Я, молча, подал ему пакет с бумагами. Император быстро сорвал пакет и стал просматривать бумаги.
А затем…
А затем, друзья мои, надо иметь в виду, что наши лошади стояли рядом. Император, друзья мои, обнял меня левой рукой за талию, а правую положил мне на плечо!
— Жерар, вы сокровище! — воскликнул Наполеон. Мне вовсе не хотелось ему противоречить. Но лицо мое покраснело от удовольствия. Наконец-то император воздал мне должное!
— А где вор, Жерар? — спросил он.
— Убит, ваше величество.
— Вы убили его?
— Да, ваше величество, он ранил мою лошадь и ускакал бы, если бы я его не пристрелил.
— Узнали вы, кто это?
— Его зовут Монлюк, ваше величество. Он командир конного стрелкового полка.
— Так! — произнес император, — нам попалась всего-навсего жалкая пешка. Лукавый игрок, двинувший эту пешку, остается по прежнему вне моей власти.
Император опустил голову на грудь и задумался.
— О, Талейран, Талейран! — проговорил он точно про себя, — если бы ты был на моем месте, то раздавил бы ехидну в то время, когда она находилась у тебя под пятой. Пять лет уже как я знаю, что ты за человек и, однако, я позволил тебе ужалить себя.
Я тоже раздумывал и, так как мне в голову пришли кое-какие мысли, то я захотел поделиться ими с императором.
— Ваше величество, ваши планы относительно этих документов узнаны врагами. Но как же, в таком случае…
— Довольно! — сурово крикнул Наполеон, — вы злоупотребляете своим положением.
Он всегда так поступал, уверяю вас. Такая у Наполеона была повадка. Сперва он, бывало, начнет с вами дружелюбно разговаривать, обращается как с другом или братом. Вы поддаетесь на это и забываете о пропасти, лежащей между вами и им, а тут-то он вас и оборвет, да еще как оборвет! Сейчас же напомнит о разнице между ним, императором, и вами, простым смертным. У меня была старая собака. Бывало я ее приласкаю, она и полезет мне лапами на колени. В таких случаях я отталкивал ее ногой, и она с визгом убегала. Точно так же обращался и Наполеон с своими приближенными.
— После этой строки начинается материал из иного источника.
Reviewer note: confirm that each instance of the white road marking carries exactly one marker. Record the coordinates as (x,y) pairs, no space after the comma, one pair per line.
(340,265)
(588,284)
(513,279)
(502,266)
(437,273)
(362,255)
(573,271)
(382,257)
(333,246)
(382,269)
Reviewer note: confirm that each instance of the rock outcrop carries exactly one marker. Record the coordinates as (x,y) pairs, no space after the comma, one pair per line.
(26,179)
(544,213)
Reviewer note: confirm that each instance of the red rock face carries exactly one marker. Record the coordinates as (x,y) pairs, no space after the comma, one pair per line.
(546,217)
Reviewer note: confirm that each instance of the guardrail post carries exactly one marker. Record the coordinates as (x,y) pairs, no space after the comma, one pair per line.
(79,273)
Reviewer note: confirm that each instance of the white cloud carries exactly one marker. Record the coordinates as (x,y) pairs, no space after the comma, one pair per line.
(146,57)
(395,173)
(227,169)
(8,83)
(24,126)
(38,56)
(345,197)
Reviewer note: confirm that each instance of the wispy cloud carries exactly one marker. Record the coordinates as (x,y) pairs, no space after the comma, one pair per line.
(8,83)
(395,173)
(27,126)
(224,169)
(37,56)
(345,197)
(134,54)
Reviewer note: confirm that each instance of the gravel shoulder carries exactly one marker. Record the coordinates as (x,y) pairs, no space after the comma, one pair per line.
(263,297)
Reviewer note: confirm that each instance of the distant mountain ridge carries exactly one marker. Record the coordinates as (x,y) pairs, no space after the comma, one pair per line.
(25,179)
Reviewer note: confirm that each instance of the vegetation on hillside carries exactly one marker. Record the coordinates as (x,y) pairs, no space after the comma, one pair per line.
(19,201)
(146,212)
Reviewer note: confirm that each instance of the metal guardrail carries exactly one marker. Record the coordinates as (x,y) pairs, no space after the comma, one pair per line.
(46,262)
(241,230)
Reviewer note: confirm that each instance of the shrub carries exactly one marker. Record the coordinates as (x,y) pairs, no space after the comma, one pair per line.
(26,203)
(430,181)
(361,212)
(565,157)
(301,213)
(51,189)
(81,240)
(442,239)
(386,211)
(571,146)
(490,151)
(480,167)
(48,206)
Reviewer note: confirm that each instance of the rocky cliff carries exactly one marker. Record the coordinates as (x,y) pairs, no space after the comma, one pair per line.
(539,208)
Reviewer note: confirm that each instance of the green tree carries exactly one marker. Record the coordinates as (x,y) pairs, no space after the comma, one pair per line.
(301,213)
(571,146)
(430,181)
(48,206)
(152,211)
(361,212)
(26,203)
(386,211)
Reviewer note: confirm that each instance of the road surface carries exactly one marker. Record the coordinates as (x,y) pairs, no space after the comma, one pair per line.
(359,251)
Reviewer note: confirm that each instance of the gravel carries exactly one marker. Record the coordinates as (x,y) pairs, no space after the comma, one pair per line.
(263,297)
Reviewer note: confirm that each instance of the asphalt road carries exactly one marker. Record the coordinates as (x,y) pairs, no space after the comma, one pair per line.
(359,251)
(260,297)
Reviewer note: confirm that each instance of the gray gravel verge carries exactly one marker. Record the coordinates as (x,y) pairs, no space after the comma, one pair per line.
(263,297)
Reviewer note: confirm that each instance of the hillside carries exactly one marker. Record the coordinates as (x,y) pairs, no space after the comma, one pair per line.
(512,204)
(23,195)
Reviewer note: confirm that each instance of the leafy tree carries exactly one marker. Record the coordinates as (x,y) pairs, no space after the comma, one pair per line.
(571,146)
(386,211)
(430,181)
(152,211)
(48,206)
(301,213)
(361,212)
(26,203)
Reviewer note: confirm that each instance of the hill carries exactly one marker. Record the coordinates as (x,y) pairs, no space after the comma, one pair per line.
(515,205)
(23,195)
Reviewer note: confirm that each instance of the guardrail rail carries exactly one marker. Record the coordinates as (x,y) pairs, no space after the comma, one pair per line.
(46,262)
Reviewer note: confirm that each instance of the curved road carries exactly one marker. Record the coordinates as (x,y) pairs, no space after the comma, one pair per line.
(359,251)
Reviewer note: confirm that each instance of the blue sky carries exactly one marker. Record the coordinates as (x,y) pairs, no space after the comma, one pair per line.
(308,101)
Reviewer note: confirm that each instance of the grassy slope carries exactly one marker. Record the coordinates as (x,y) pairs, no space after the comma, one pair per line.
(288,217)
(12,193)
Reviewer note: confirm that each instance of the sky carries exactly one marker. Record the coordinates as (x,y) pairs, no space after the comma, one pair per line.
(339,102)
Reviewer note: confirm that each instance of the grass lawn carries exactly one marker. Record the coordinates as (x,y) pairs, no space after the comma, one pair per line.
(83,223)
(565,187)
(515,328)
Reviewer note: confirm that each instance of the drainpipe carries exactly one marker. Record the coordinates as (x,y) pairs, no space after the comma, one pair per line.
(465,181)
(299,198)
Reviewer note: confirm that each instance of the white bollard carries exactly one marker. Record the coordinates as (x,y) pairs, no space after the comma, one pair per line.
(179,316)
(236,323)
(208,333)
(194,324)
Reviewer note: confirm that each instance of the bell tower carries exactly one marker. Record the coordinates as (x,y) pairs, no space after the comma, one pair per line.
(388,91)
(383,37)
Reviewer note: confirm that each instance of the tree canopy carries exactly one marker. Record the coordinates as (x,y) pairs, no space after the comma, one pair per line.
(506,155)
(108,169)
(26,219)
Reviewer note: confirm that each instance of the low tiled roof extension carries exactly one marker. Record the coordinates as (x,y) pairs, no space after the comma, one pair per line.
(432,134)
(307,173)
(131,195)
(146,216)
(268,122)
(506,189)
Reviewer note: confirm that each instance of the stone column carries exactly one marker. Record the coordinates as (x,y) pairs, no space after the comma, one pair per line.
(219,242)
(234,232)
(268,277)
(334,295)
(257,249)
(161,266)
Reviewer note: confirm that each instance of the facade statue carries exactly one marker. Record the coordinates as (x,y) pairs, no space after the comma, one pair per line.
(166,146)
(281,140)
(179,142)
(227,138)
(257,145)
Император повернул лошадь и поехал назад. Я последовал за ним.
— Я не мог спать, — заговорил он, — желая узнать, что с вами случилось. Дорого пришлось мне заплатить за мои бумаги. У меня осталось слишком мало храбрых солдат, чтобы я мог жертвовать каждую ночь двумя из них.
Я похолодел, услышав о «двух».
— Полковник Деньен убит, ваше величество? — с ужасом спросил я.
— И капитан Тремо также. Подоспей я на пять минут раньше, я бы мог его спасти. Убийца ускакал полем.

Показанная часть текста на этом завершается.